1. a diplomat appointed by a government to protect its commercial interests and help its citizens in a foreign country;


The Collaborative International Dictionary of English v.0.48:

Consul \Con"sul\ (k[o^]n"s[u^]l), n. [L., prob. fr. consulere to deliberate. See Consult.] 1. (Rom. Antiq.) One of the two chief magistrates of the republic. [1913 Webster] Note: They were chosen annually, originally from the patricians only, but later from the plebeians also. [1913 Webster] 2. A senator; a counselor. [Obs.] [1913 Webster] Many of the consuls, raised and met, Are at the duke's already. --Shak. [1913 Webster] With kings and consuls of the earth. --Job. iii. 14 (Douay Ver. ) [1913 Webster] 3. (Fr. Hist.) One of the three chief magistrates of France from 1799 to 1804, who were called, respectively, first, second, and third consul. [1913 Webster] 4. An official commissioned to reside in some foreign country, to care for the commercial interests of the citizens of the appointing government, and to protect its seamen. [1913 Webster] Consul general, a consul of the first rank, stationed in an important place, or having jurisdiction in several places or over several consuls. Vice consul, a consular officer holding the place of a consul during the consul's absence or after he has been relieved. [1913 Webster]
WordNet (r) 3.0 (2006):

consul n 1: a diplomat appointed by a government to protect its commercial interests and help its citizens in a foreign country
The Free On-line Dictionary of Computing (19 January 2023):

Consul A constraint-based declarative language based on axiomatic set theory and designed for parallel execution on MIMD architectures.

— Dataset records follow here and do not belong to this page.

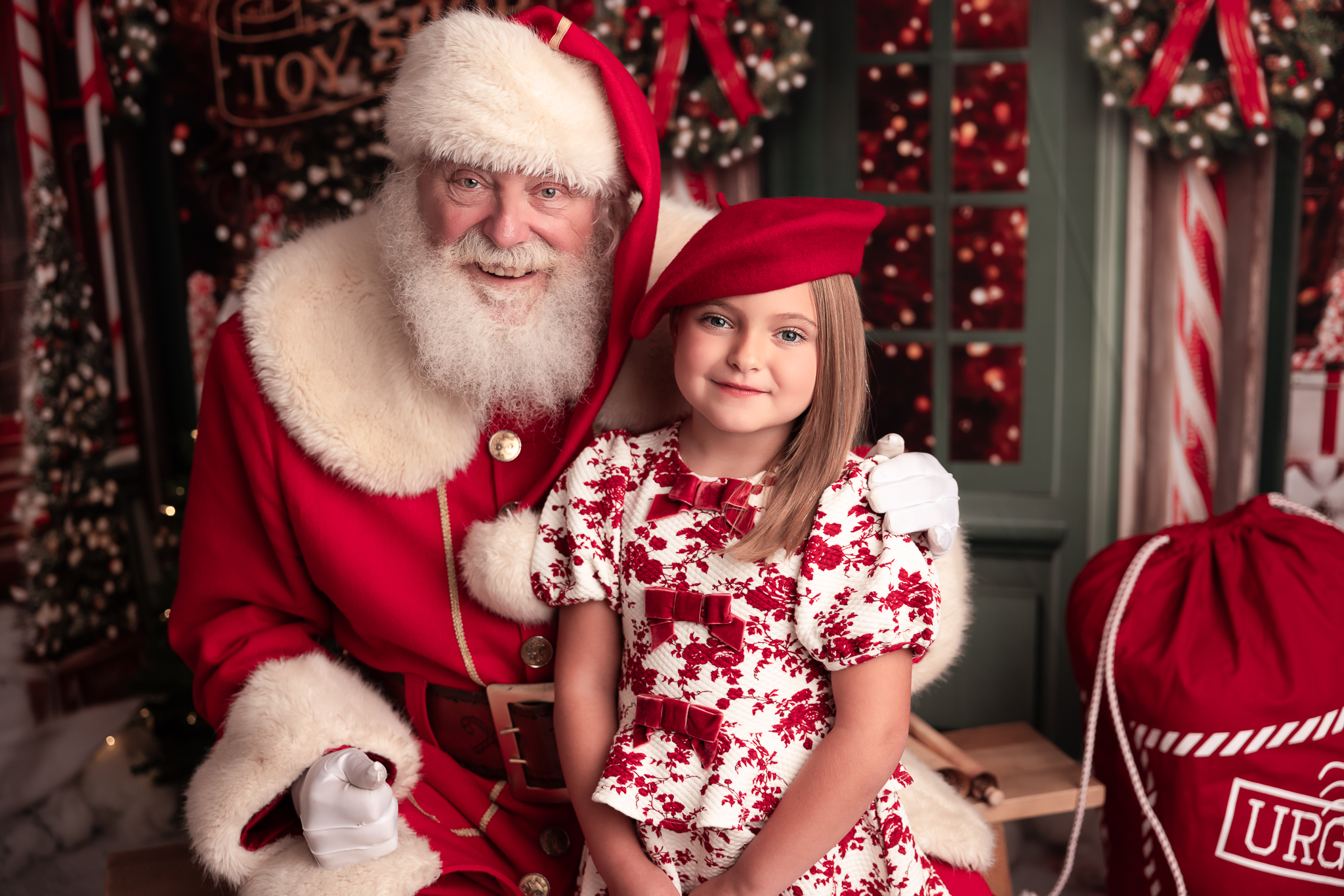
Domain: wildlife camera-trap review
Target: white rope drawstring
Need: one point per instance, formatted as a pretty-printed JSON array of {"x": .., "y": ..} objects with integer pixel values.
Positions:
[
  {"x": 1105, "y": 679},
  {"x": 1292, "y": 507}
]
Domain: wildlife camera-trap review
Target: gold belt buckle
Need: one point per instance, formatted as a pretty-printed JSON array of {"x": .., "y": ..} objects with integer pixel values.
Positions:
[{"x": 500, "y": 696}]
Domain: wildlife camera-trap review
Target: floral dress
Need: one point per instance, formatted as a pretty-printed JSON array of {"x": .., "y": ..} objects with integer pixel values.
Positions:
[{"x": 724, "y": 687}]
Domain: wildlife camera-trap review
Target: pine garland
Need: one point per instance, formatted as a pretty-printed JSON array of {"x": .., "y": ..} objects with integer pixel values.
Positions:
[
  {"x": 74, "y": 539},
  {"x": 772, "y": 43},
  {"x": 131, "y": 33},
  {"x": 1296, "y": 43}
]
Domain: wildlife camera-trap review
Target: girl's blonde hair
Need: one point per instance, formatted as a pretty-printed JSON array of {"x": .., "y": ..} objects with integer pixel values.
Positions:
[{"x": 824, "y": 433}]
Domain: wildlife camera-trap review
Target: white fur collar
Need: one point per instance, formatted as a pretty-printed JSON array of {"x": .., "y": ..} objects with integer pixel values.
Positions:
[{"x": 332, "y": 357}]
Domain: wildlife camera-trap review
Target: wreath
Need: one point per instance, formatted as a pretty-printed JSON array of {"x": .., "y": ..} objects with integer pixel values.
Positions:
[
  {"x": 713, "y": 113},
  {"x": 1188, "y": 97}
]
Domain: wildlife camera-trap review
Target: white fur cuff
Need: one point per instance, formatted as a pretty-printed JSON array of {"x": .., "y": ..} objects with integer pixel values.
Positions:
[
  {"x": 955, "y": 613},
  {"x": 285, "y": 718},
  {"x": 292, "y": 871},
  {"x": 496, "y": 562},
  {"x": 942, "y": 824}
]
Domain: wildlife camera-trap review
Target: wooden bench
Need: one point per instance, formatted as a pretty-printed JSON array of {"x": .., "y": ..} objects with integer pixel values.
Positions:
[{"x": 1035, "y": 775}]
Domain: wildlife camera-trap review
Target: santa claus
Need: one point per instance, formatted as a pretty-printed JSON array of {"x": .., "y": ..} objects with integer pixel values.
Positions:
[{"x": 397, "y": 393}]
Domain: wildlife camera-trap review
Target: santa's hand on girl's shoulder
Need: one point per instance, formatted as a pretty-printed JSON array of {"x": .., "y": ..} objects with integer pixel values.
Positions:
[
  {"x": 347, "y": 809},
  {"x": 914, "y": 493}
]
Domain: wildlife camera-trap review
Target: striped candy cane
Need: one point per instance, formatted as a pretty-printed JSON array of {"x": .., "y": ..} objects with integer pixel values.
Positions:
[
  {"x": 1199, "y": 332},
  {"x": 34, "y": 85},
  {"x": 87, "y": 58}
]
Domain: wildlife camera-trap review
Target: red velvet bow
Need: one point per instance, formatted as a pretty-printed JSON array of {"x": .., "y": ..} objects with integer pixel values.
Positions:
[
  {"x": 679, "y": 718},
  {"x": 730, "y": 497},
  {"x": 1238, "y": 43},
  {"x": 707, "y": 16},
  {"x": 664, "y": 606}
]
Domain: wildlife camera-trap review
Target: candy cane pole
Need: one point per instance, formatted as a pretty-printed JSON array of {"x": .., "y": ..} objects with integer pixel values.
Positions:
[
  {"x": 1199, "y": 331},
  {"x": 98, "y": 174},
  {"x": 34, "y": 83}
]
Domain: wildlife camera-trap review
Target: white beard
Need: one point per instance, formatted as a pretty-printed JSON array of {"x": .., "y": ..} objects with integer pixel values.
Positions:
[{"x": 523, "y": 369}]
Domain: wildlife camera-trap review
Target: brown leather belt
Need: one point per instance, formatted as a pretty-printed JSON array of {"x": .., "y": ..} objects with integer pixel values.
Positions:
[{"x": 467, "y": 730}]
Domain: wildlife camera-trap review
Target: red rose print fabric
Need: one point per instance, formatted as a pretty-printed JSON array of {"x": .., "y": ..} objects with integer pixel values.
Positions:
[{"x": 852, "y": 594}]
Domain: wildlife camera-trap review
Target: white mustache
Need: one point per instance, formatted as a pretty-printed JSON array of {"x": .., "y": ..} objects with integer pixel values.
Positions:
[{"x": 474, "y": 247}]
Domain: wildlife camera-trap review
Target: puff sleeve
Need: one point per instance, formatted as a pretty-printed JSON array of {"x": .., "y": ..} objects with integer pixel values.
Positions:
[
  {"x": 578, "y": 544},
  {"x": 862, "y": 592}
]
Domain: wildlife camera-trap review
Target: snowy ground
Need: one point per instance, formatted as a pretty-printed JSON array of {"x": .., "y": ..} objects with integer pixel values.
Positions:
[{"x": 68, "y": 793}]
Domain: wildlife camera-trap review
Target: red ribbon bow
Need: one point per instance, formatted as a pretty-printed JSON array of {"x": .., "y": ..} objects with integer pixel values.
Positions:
[
  {"x": 678, "y": 718},
  {"x": 664, "y": 606},
  {"x": 1238, "y": 43},
  {"x": 727, "y": 496},
  {"x": 707, "y": 16}
]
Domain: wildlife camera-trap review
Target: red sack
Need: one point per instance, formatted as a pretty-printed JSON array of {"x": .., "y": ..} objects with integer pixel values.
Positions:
[{"x": 1228, "y": 682}]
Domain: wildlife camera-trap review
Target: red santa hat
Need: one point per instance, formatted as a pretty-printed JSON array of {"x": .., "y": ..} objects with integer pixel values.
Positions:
[
  {"x": 541, "y": 96},
  {"x": 760, "y": 246}
]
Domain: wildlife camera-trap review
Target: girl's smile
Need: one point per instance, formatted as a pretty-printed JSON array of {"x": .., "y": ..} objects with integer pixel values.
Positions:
[{"x": 734, "y": 388}]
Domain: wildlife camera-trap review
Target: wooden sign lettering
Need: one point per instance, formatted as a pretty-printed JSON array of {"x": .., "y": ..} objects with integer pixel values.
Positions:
[{"x": 283, "y": 61}]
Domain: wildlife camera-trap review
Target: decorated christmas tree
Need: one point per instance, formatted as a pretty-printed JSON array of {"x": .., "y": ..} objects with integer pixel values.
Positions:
[{"x": 78, "y": 589}]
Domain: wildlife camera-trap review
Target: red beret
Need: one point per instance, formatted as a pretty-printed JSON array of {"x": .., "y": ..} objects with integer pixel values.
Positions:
[{"x": 760, "y": 246}]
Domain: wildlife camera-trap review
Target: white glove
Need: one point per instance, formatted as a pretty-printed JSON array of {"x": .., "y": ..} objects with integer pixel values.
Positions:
[
  {"x": 914, "y": 495},
  {"x": 347, "y": 809}
]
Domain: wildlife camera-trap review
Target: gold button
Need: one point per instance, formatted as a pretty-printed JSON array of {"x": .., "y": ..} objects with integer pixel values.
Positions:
[
  {"x": 506, "y": 445},
  {"x": 537, "y": 652},
  {"x": 555, "y": 842},
  {"x": 536, "y": 884}
]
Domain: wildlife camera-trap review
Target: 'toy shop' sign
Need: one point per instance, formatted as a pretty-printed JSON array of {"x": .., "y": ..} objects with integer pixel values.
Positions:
[{"x": 283, "y": 61}]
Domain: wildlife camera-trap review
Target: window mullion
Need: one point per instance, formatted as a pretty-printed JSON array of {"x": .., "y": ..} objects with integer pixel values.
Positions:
[{"x": 940, "y": 175}]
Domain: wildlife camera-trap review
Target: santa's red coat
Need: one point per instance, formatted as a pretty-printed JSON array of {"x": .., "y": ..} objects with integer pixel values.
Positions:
[
  {"x": 314, "y": 539},
  {"x": 280, "y": 554}
]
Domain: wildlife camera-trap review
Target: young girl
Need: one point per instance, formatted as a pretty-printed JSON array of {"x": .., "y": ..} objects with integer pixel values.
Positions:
[{"x": 737, "y": 629}]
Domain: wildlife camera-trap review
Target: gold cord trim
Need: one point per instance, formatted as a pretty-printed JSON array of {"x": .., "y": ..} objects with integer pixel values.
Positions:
[
  {"x": 452, "y": 584},
  {"x": 411, "y": 797},
  {"x": 490, "y": 813},
  {"x": 495, "y": 807},
  {"x": 561, "y": 30}
]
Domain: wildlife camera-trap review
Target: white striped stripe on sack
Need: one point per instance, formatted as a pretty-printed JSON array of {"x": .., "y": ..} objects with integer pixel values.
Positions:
[{"x": 1226, "y": 743}]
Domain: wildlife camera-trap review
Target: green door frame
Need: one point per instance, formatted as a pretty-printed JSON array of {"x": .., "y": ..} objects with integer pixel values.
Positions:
[{"x": 1032, "y": 525}]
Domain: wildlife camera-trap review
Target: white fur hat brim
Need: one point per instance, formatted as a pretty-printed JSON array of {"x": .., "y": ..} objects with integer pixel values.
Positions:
[{"x": 487, "y": 92}]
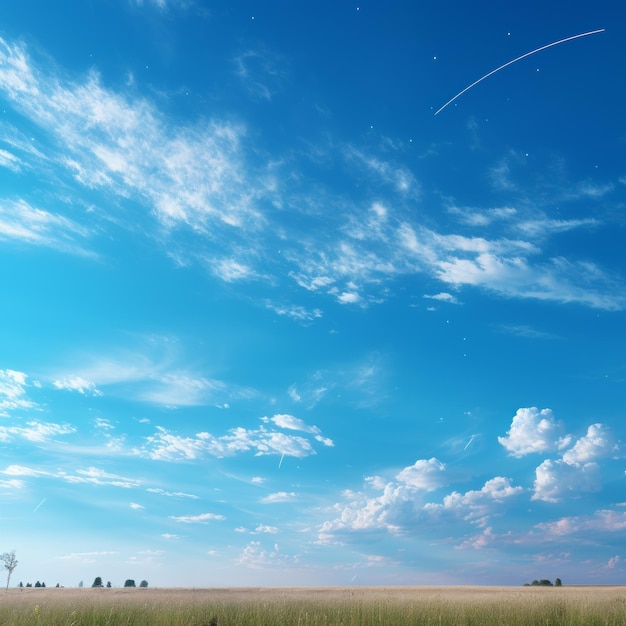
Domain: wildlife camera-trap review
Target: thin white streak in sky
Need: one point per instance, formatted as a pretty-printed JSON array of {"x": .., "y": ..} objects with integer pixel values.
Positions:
[
  {"x": 554, "y": 43},
  {"x": 39, "y": 505}
]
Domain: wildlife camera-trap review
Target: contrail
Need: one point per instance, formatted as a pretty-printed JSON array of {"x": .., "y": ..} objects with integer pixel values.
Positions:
[{"x": 554, "y": 43}]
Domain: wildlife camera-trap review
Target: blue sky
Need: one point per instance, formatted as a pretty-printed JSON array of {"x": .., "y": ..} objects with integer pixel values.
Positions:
[{"x": 269, "y": 320}]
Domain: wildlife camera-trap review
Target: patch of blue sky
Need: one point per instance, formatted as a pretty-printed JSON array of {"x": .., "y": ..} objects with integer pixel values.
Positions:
[{"x": 268, "y": 315}]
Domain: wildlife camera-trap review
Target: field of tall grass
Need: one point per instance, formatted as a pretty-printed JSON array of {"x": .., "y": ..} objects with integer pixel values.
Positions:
[{"x": 346, "y": 606}]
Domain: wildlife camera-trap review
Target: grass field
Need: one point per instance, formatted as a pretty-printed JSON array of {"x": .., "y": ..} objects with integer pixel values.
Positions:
[{"x": 319, "y": 606}]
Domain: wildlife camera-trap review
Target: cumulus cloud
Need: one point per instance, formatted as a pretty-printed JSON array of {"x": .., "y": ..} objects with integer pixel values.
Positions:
[
  {"x": 279, "y": 496},
  {"x": 394, "y": 508},
  {"x": 605, "y": 520},
  {"x": 477, "y": 504},
  {"x": 532, "y": 431},
  {"x": 424, "y": 474},
  {"x": 557, "y": 479},
  {"x": 202, "y": 518},
  {"x": 597, "y": 443}
]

Consul's fundamental data type is the set and its fundamental operators are the logical connectives ("and", "or", "not") and quantifiers ("forall", "exists"). It is written in Lisp-like syntax, e.g., (plus x y z) which means the relation x = y+z (not an assignment statement). ["Design of the CONSUL Programming Language", D. Baldwin, C. A. Quiroz Gonzalez, University of Rochester. Computer Science Department, TR208, 1987 Feb (http://hdl.handle.net/1802/6372)] ["Consul: A Parallel Constraint Language", D. Baldwin, IEEE Software 6(4):62-71, 1989 July (http://dx.doi.org/10.1109/52.31653)] (2014-10-04)
The Devil's Dictionary (1881-1906):

CONSUL, n. In American politics, a person who having failed to secure and office from the people is given one by the Administration on condition that he leave the country.